St. Helena (Sfânta Elena in Romanian, Sankt Helena in German, Dunaszentilona in Hungarian) is the oldest existing Czech village in Banat. It was founded, together with the settlement of Elizabeta, in the first half of the 1820s by the first wave of colonists from the Czech lands heading to the Banat military frontier, the buffer zone of the Habsburg Monarchy against the Ottoman Empire. The first settlers came mainly from Central Bohemia. They brought with them not only their faith (Catholic and Protestant) but also their traditions, customs and farming methods. The original forestry workers later became members of a frontier regiment. After difficult beginnings, the village gradually grew, reaching its present size at the beginning of the 20th century. After the First World War, the Czech villages on the left bank of the Danube river were given to Romania by the Treaty of Trianon (1920).
St. Helena and the surrounding cultivated landscape on a map of the second military mapping from the middle of the 19th century. (Source: Arcanum.)
Year | Population |
---|---|
1830 | 338 |
1869 | 469 |
1890 | 757 |
1910 | 814 |
1930 | 943 |
1941 | 1024 |
1949 | 590 |
1966 | 619 |
2011 | 360 |
A chart of the changes in the population of St Helena (according to D. Gecse: Historie českých komunit v Rumunsku [History of Czech Communities in Romania], 2013)

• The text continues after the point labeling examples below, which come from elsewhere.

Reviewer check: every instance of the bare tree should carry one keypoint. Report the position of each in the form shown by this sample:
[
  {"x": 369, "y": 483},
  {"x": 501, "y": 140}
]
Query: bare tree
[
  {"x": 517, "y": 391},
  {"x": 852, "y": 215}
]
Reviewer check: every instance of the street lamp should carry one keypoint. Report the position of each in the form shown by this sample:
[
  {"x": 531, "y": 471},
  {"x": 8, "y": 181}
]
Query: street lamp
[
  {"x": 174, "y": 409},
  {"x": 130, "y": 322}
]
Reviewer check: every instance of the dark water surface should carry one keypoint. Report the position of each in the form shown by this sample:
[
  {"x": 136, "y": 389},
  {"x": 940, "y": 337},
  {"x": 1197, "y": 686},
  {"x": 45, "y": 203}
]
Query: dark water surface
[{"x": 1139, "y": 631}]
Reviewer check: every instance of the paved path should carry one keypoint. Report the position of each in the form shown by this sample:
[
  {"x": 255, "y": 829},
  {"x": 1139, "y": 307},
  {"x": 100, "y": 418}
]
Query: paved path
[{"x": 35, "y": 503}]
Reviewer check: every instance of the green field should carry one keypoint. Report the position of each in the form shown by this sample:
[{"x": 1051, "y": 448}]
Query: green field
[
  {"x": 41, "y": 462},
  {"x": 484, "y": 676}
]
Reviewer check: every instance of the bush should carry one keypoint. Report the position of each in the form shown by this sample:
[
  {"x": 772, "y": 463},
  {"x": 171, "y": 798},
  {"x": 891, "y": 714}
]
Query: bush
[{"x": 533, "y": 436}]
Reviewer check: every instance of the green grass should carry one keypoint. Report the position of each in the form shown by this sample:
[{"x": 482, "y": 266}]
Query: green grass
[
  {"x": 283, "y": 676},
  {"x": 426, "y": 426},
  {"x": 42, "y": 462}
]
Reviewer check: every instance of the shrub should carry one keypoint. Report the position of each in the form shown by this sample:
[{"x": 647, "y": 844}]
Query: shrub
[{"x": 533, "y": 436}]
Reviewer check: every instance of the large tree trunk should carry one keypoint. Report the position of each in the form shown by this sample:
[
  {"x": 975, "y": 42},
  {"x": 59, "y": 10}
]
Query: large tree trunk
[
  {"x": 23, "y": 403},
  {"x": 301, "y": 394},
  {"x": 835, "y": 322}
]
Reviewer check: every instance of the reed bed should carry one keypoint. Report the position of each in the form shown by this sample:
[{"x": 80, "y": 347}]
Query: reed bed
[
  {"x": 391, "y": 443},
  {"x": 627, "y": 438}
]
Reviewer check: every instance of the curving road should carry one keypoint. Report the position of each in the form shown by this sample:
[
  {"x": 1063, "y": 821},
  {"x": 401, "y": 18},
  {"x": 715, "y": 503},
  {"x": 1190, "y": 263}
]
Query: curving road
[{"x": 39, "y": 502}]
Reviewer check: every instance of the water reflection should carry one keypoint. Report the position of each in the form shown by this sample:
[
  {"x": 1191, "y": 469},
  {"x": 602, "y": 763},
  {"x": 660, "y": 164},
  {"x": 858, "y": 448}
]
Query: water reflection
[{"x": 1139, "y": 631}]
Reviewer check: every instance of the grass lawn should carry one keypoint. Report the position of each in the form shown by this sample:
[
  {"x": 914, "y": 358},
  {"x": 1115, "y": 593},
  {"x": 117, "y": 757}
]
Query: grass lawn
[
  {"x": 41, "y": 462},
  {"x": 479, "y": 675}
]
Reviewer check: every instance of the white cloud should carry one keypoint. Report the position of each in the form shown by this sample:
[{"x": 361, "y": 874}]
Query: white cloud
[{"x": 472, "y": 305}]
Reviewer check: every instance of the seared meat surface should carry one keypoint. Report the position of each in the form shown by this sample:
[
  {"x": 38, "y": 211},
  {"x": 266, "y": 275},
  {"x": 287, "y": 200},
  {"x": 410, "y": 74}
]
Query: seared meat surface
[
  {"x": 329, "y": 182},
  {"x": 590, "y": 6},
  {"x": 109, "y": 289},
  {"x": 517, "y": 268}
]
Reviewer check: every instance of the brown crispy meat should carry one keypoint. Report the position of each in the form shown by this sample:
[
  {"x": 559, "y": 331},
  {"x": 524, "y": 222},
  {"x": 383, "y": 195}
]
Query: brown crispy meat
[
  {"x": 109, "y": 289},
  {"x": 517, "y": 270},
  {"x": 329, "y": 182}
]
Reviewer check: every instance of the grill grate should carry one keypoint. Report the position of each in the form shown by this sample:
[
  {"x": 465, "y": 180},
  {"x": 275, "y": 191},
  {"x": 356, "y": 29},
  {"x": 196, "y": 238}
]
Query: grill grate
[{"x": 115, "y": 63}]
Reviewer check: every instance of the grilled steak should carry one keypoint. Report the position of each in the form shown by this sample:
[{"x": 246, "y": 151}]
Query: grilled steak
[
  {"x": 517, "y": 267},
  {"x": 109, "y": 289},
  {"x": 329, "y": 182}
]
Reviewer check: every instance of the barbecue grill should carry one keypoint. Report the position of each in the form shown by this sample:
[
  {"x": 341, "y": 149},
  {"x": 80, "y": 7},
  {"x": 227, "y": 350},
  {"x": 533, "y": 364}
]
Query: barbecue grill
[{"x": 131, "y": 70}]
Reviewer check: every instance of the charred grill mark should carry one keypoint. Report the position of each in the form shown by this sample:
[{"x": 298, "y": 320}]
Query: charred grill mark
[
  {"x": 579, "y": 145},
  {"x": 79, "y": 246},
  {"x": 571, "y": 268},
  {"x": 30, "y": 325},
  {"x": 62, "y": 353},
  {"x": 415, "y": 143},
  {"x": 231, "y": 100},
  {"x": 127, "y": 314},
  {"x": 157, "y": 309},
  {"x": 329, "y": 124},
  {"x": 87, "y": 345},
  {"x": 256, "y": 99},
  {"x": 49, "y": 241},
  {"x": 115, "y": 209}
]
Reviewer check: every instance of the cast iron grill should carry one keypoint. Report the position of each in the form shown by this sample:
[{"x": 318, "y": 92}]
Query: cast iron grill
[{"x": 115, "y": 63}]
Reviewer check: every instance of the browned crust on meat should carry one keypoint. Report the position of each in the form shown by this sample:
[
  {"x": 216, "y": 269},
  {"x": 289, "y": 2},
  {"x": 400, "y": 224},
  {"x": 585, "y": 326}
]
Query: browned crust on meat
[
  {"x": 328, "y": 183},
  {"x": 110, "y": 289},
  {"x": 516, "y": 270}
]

The demographic development of the village was influenced by several major waves of migration: e.g. to Bulgaria (late 19th century) and Argentina (1920s). After World War II, some of the inhabitants of St. Helena heard the call to settle the Czechoslovakian borderlands. After 1989, there was a significant decline in population due to re-emigration to Bohemia. St Helena still retains its linguistic, cultural and religious identity, and in recent times tourism and agro-tourism have been developing successfully.